Indem ich deutschen Lesern hiemit eine Übertragung von Barbeys Brummell vorlege, will ich mir keineswegs verhehlen, dass nicht ein Bedürfnis mich bestimmt, sondern Laune mich geleitet, vielleicht auch, da denn einmal das Wort ausgesprochen, der Plan eröffnet worden war, die Befürchtung mich getrieben hat, es möchten minder vorsichtige Hände sich das heikle Unternehmen anmassen.

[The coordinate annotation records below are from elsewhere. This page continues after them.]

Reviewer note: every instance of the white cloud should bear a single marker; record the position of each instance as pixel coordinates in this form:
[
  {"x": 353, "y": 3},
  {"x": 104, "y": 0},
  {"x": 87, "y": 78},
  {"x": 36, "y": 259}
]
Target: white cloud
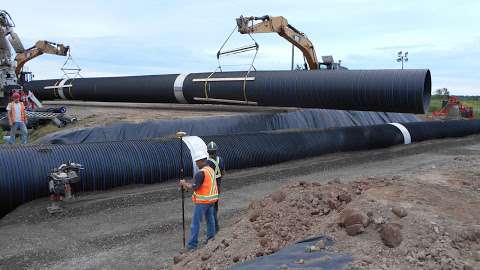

Ich erachte Übersetzungen dichterischer Werke im allgemeinen als überflüssig, ja als schädlich. Wer sich ihnen einzig vertraut, ist übel daran. Sie fälschen – und dies fast immer gröblich – das Original, dem sie zu dienen vorgeben. Zumal bei uns und vornehmlich in den letzten Jahren wütet das Übersetzertum wie eine verheerende Seuche. An die köstlichsten Schätze wagt sich trauriger Mut und Übermut. Das Ergebnis ist für die deutsche Sprache beschämend, für die fremde nichtig. Es ist immerhin fraglich, ob die Vermittlung bequemer oberflächlicher Kenntnis des in fremden Literaturen Vorhandenen den Schaden aufwiege, den so die üblichen herzlosen Übersetzungen wirken. Ich selbst bekenne mich unbedingt als Verneiner der zweifelnden Frage.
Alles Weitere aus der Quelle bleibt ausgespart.